Sunday, August 2, 2009

Freshwater Brown Trout Fish

The Brown Trout is a typical fish of the salmon family inhabiting mountain streams, rivers and lakes, characterized by its vivid and variable coloring. Immature fish have large, conspicuous grey-blue spots on their sides, while the maturer specimens have small, red flecks, often edged with light shades. The belly is yellow-white to yellow. In autumn and winter it migrates upstream to spawn. The fertilized eggs are deposited by the female into a bowl-shaped depression on the river bed.
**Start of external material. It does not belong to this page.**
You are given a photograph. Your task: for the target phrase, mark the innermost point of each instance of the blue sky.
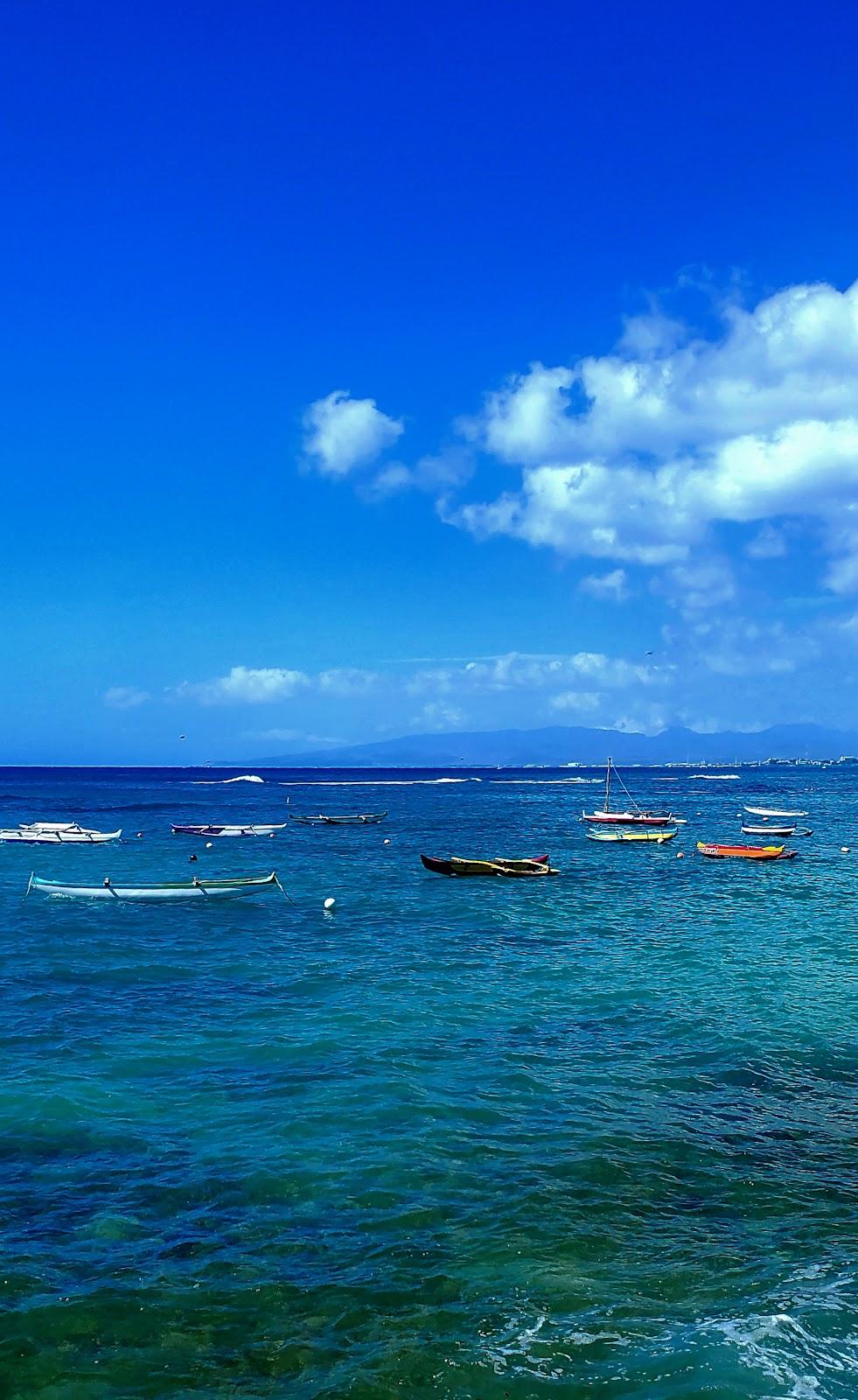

The size of this trout is closely related to its habitat; in the fast-flowing waters of mountain streams they can reach a length of about 20 cm and weigh about 100 g; however, in lowland rivers rich in food they grow to a length of 60 cm and a weight of about 2 kg. It lives predominantly on water insects and their larvae, as well as other small water animals, whilst the larger specimens often hunt for other fish, including members of their own species.

The brown trout lives in mountain and sub- mountain waters all over Europe, but is differentiated according to the river of its origin. North and Baltic Sea river types arc classified as a different subspecies to those originating in the rivers flowing into the Black Sea. However, differences can only be detected after a close anatomical analysis and are not noticeable externally. The brown trout has been introduced to many parts of the world, North America, South America, New Zealand, Australia and elsewhere, on account of its sporting qualities. Maximum size and weight: 60 cm, 2 kg. Identifying characteristics: Back dotted with numerous dark spots; spots on the sides reddish, with lighter edges. Adipose fin light with dark edging and sometimes red at end.